Hannah Arendt Center presents:
Failing Fast: The Educated Citizen in Crisis
Sixth Annual Fall Conference
Thursday, October 3, 2013 – Friday, October 4, 2013
Olin Hall
10:00 am – 6:30 pm
“Failing Fast: The Educated Citizen in Crisis” asks how we can re-invigorate the cultural and educational institutions that have nurtured public-spiritedness that is the bedrock virtue of American constitutional democracy. In an increasingly global world, do we need a common public language? Is college education necessary for engaged citizenship? Should politically involved citizens have knowledge of the arts and practical skills like building and fixing things? What, in the 21st century, is an educated citizen?
At a time of blistering technological and cultural change, reformers want schools to prepare students for the future—but which future? And despite the polarizing polemics over curricular change and the learned arguments mounted by the most earnest reformers whatever their politics, we must admit that we have no idea where our increasingly virtual reality will take us next month, let alone in a decade. Which skills and knowledge will be needed? What brain enhancements will be available? Handwringing in the public square over whether children should still be taught cursive is much ado about nothing when, if futurists are correct, we soon may no longer need to learn how to die.
If we can no longer count on the ways of the past to guide us in a brave—or terrifying—new world, education must evolve with it. As such, thinking people must ask themselves how that evolution should be handled, considered, and undertaken.
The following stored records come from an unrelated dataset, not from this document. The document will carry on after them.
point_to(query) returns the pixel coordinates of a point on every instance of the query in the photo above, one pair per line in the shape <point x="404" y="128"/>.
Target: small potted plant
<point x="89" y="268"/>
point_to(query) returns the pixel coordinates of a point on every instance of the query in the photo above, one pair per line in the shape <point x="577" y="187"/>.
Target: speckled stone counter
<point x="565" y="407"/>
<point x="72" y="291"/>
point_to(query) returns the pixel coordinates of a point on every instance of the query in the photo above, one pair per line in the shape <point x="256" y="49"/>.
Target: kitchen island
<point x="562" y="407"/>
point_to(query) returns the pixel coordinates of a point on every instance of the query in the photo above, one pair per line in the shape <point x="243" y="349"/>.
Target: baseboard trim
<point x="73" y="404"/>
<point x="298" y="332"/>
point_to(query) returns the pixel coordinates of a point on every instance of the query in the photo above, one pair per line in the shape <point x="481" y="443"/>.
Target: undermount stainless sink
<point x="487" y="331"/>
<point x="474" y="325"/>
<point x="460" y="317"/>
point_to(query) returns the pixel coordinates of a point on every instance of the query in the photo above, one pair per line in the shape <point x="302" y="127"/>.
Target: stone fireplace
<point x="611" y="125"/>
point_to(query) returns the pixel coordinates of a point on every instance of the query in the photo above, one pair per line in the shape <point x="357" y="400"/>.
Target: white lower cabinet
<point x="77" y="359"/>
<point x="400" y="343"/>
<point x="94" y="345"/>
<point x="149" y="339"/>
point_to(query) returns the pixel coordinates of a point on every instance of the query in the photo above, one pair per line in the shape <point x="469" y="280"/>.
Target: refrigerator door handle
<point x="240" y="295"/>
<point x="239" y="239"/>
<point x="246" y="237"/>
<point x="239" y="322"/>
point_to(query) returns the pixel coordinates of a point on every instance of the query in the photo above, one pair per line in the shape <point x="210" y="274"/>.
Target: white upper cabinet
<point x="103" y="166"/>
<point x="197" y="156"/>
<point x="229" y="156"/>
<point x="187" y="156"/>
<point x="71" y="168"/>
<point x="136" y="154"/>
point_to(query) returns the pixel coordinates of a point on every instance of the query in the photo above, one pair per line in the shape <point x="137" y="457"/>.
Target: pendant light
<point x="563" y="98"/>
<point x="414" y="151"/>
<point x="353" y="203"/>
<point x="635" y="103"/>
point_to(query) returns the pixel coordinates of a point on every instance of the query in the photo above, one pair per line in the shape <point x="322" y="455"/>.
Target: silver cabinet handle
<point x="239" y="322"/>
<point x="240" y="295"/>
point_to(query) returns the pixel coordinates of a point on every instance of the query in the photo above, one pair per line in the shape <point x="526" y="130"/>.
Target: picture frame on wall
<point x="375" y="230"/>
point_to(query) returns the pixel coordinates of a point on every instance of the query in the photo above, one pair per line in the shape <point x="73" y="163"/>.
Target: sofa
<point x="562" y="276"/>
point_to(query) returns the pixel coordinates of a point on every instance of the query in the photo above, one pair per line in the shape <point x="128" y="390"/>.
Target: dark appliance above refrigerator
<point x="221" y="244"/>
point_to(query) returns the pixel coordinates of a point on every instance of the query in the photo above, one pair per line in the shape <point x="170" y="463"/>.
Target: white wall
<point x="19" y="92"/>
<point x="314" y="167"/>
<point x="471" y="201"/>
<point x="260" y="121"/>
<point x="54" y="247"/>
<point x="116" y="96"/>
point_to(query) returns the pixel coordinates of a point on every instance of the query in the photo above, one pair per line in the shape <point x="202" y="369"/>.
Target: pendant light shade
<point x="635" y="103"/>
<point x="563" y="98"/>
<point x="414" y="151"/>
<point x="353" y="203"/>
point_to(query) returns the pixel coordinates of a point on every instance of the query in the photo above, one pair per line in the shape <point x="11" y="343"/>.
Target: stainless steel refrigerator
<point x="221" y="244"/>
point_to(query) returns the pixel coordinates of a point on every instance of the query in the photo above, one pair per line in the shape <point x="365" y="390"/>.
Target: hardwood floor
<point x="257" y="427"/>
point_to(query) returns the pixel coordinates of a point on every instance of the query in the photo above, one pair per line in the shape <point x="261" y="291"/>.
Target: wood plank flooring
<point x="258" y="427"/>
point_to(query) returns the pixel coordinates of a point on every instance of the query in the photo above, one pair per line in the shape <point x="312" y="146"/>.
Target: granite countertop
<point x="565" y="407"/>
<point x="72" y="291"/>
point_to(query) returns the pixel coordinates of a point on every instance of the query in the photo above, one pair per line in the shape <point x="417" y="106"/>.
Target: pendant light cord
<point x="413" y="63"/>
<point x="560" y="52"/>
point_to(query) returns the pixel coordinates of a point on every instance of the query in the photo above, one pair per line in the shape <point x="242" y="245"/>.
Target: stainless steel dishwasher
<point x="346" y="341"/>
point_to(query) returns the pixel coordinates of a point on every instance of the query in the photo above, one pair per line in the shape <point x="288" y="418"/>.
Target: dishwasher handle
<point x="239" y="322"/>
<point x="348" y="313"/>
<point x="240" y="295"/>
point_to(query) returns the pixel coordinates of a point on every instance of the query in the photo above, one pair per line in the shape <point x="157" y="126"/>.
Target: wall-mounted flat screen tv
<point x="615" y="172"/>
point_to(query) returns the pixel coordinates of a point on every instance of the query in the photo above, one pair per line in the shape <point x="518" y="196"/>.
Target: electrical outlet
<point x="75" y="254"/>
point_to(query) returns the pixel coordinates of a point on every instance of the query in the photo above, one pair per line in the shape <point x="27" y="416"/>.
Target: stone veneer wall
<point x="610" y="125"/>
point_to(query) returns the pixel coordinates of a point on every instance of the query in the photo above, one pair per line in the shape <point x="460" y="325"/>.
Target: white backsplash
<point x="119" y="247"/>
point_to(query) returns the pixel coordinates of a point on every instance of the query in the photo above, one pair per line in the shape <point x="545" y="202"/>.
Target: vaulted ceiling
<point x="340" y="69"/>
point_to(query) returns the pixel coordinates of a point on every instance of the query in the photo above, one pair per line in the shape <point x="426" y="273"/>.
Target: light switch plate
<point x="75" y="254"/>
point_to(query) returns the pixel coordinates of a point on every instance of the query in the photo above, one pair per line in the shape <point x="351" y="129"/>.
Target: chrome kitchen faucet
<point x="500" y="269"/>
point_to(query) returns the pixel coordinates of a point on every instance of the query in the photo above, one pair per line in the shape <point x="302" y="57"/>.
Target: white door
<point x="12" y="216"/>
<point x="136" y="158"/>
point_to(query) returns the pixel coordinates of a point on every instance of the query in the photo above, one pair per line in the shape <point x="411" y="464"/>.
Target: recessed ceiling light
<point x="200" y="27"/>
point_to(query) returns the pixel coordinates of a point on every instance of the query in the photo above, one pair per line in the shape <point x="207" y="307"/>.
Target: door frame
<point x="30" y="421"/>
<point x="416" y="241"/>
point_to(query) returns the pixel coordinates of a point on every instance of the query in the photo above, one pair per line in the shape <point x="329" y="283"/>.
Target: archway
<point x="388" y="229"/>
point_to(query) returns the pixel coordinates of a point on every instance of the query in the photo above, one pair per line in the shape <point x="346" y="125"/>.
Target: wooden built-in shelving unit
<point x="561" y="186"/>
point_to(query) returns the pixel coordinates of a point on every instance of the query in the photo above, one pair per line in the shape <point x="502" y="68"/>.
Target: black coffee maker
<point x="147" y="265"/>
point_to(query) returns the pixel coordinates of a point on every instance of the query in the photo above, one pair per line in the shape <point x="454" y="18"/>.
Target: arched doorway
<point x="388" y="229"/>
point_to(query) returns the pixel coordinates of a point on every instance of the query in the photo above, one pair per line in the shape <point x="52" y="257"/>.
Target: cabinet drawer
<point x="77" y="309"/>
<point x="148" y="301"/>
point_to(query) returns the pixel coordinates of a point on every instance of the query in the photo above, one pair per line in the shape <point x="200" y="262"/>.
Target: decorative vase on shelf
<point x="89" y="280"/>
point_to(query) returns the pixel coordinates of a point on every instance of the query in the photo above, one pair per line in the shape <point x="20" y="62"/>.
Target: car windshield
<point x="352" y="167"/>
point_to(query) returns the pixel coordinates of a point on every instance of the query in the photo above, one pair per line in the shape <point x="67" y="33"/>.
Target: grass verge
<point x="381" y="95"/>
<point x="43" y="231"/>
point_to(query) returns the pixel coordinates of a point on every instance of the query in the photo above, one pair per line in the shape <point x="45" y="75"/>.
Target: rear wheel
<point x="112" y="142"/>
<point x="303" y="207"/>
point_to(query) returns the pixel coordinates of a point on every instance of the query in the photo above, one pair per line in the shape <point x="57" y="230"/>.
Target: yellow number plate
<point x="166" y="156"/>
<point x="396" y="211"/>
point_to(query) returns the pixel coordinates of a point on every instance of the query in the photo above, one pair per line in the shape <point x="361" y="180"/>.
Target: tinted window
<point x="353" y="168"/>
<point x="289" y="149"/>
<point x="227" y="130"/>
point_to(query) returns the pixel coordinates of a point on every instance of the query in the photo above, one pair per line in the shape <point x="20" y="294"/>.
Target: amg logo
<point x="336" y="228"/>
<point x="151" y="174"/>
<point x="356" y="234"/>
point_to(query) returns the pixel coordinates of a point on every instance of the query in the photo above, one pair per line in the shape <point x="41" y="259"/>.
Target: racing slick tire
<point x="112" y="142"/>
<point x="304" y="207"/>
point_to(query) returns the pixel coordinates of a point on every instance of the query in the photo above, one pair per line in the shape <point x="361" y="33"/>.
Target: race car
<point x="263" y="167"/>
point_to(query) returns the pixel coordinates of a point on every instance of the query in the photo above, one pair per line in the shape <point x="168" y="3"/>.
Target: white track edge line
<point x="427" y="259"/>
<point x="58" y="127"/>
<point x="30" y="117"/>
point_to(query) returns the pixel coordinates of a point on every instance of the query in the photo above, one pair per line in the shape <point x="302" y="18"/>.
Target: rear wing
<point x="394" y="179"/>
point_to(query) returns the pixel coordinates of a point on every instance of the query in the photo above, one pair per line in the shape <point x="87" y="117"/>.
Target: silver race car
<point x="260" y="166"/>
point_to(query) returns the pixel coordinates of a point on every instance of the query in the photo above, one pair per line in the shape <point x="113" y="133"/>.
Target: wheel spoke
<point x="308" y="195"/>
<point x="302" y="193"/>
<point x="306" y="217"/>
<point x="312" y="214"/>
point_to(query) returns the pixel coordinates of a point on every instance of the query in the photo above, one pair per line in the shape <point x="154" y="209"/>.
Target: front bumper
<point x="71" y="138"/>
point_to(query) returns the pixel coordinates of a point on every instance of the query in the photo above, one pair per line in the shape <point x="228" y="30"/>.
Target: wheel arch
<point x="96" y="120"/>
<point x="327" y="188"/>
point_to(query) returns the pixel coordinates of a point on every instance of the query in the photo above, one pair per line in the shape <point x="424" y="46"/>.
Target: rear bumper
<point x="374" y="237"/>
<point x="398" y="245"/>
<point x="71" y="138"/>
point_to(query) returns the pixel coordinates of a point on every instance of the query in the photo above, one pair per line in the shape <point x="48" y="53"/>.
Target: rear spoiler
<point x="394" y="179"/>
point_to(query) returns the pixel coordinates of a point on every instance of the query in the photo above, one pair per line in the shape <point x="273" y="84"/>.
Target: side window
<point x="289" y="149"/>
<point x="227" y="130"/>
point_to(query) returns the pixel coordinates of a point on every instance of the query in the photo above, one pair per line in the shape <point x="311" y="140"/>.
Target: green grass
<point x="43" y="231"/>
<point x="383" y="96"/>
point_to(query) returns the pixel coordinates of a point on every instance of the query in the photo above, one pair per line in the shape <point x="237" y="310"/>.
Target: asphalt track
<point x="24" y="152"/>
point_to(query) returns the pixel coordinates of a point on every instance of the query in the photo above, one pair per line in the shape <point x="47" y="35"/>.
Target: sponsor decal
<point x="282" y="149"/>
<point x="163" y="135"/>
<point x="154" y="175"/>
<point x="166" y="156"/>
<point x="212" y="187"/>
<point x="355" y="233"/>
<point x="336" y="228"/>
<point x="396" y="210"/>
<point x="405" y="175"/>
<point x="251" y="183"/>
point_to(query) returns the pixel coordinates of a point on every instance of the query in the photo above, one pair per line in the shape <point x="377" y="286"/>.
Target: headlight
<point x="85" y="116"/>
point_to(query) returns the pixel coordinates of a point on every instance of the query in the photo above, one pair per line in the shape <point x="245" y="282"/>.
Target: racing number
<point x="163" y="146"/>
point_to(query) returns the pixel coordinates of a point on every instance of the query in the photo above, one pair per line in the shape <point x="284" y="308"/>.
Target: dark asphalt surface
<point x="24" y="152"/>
In “The Crisis in Education," Hannah Arendt writes: "education can play no part in politics, because in politics we always have to deal with those who are already educated.” Arendt worried that when politicians talk about educating voters, they are really seeking unanimity. Political education sounds like indoctrination, which threatens the plurality of opinion at the core of intellectual life and the politics that protects it.
Against politics in its basest form, Arendt saw education as “the point at which we decide whether we love the world enough to assume responsibility for it.” The educator must love the world and believe in it if he is to introduce young people to a world worthy of respect. In this sense, education is conservative—it conserves the world as it has been given. But education is also revolutionary, insofar as teachers must realize that the young people they nurture are newcomers whose fate is to change the world. Arendt argued that teachers must humbly teach what is; in this way they prepare students to transform what is into what might be.
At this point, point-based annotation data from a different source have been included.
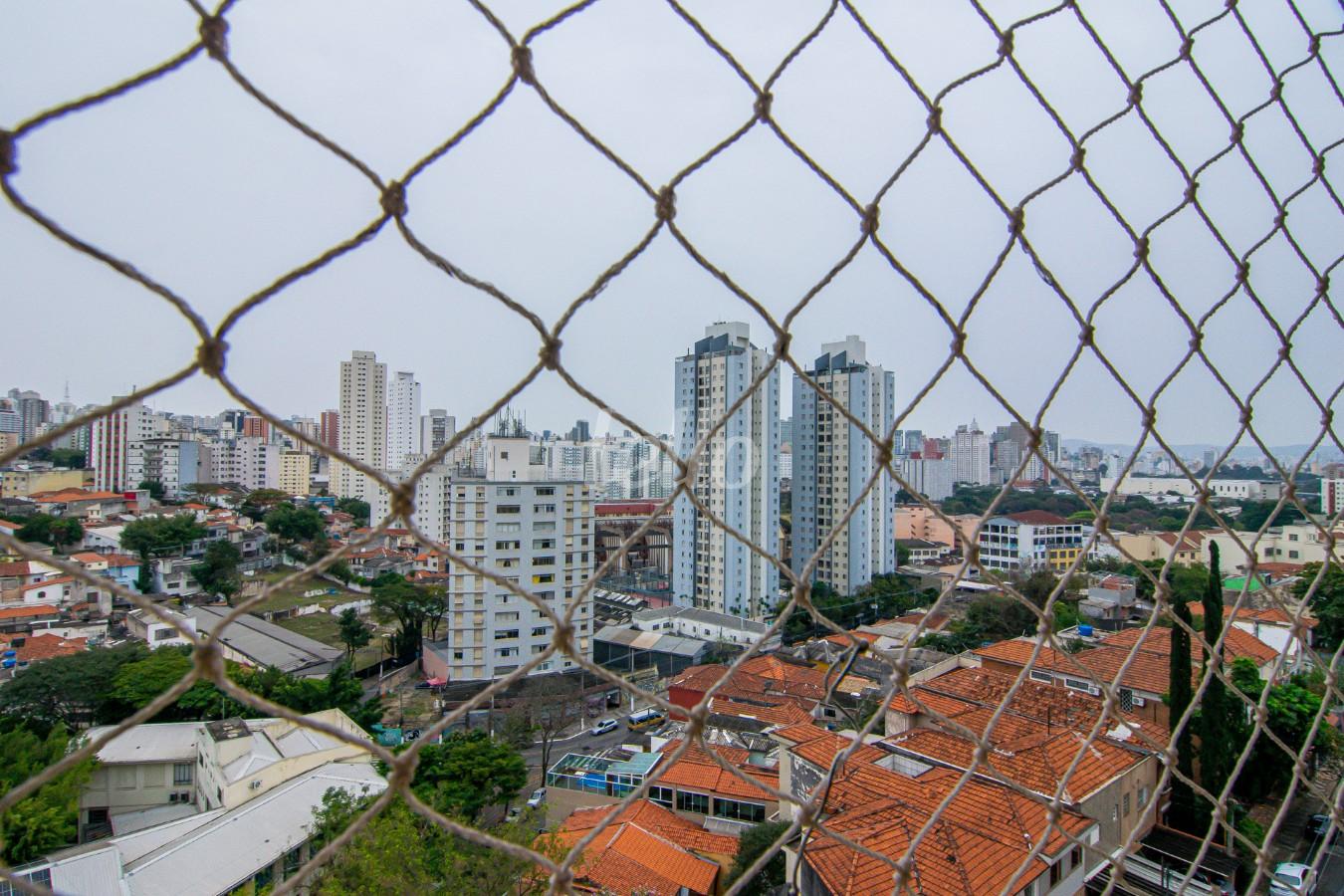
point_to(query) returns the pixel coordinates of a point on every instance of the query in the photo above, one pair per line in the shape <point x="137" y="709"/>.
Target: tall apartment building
<point x="832" y="464"/>
<point x="363" y="423"/>
<point x="111" y="441"/>
<point x="540" y="535"/>
<point x="295" y="472"/>
<point x="437" y="429"/>
<point x="403" y="419"/>
<point x="175" y="464"/>
<point x="971" y="454"/>
<point x="329" y="429"/>
<point x="737" y="479"/>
Arendt shares Ralph Waldo Emerson's view that “He only who is able to stand alone is qualified for society.” Emerson’s imperative of self-reliance resonates with Arendt’s imperative to think for oneself. Education, Arendt insists, must risk allowing people their unique and even unpopular viewpoints, eschewing even well-intentioned conformism and seeking, instead, to nurture independent minds. Education prepares the youth for politics by bringing them into a common world as courageous, independent, and unique individuals.
In the early years of our republican experiment, the American yeoman farmer participated in Town Hall meetings. Today, few of us have the experience or the desire to govern. Are we suffering an institutional failure to make clear to graduates that participation in governance is a personal responsibility? Or is our withdrawal from politics the conscious result of modern individualism now liberated from the demands of politics by a virtual technological reality? Whatever the cause, elites imagine that the common people are no longer qualified for self-government; and the people increasingly distrust the educated elite that has consistently failed to deliver the dream of a well-managed technocratic welfare state.
In the most literate and technologically advanced society in all history, we have produced citizens who are politically sterile. If it’s true that we learn by doing, most Americans have little experience with politics. With the exception of serving on juries, few engage in civic service. Voting is the only public activity demanded of citizens in our democracy. It takes little effort; and still, few vote. The old ideal of the citizen democracy is in crisis.